The meaningfulness of clinical change is the degree to which an individual’s life quality improves (Speigler, 2016). Mine successfully and consistently self-recorded and administrated treatment meet the criteria for adaptability. Even though the frequency of my daily nonessential food intake decreased significantly. The effectiveness and benefits of the treatment were generalizable to other aspects of my target behavior, I still need more evidence to determine the clinical significance of my treatment, such as the effectiveness of the transfer of change and the social validity of the treatment, as I mentioned above.

 

The limitations of my reversal study should be addressed. First, my reactivity to self-recorded assessments and self-administered treatment could hardly be eliminated, which caused my results to be inconclusive. In other words, I overestimated or underestimated my daily food intake frequency. Second, the causal relationship between my behavior change and the introduction of my treatment cannot be determined. Third, with limited assessment sessions, the effectiveness and durability of change for the target behavior cannot be measured accurately. In addition, the self-adherence assessment cannot be guaranteed because there might be days on which the daily frequency was not recorded (e.g., personal emergencies), which might led to inaccurate results. Finally, because this is a case study, the treatment for my target can only be generalized to some.

REFERENCE

Dawson, J., Campbell, K. L., Craig, J. C., Tong, A., Teixeira-Pinto, A., Brown, M. A., . . . Lee, V. W. (2021). A text messaging intervention for dietary behaviors for people receiving maintenance hemodialysis: A feasibility study of Kidneytext. American Journal of Kidney Diseases, VV(ii), xx–yy. https://doi.org/10.1053/j.ajkd.2020.11.015

 

Di Renzo, L., Gualtieri, P., Pivari, F., Soldati, L., Attinà, A., Cinelli, G., . . . De Lorenzo, A. (2020).

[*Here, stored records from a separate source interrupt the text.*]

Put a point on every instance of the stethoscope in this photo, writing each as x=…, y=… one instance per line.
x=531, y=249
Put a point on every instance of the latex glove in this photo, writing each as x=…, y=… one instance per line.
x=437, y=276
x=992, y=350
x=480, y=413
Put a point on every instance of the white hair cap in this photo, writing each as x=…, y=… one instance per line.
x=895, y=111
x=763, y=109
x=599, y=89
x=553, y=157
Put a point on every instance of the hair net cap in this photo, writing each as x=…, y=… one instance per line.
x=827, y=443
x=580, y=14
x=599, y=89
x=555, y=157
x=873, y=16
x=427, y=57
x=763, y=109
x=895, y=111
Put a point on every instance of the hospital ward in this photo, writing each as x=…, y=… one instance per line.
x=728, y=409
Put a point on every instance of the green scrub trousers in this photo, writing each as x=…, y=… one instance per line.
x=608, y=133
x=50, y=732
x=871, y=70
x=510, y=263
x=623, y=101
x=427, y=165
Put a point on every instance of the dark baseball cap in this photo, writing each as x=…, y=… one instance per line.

Eating habits and lifestyle changes during COVID-19 lockdown: An Italian survey. Journal of Translational Medicine, 18(1), xx–yy. https://doi.org/10.1186/s12967-020-02399-5

 

Domínguez, N., Vega, J., & Parga, M. (2020). The aversive side of social interaction revisited. Behaving Badly: Aversive Behaviors in Interpersonal Relationships., 32. https://doi.org/http://www.psicothema.com/pdf/4591.pdf

 

Spiegler, M. D., & Guevremont, D. (2020). Contemporary behavior therapy. Wadsworth.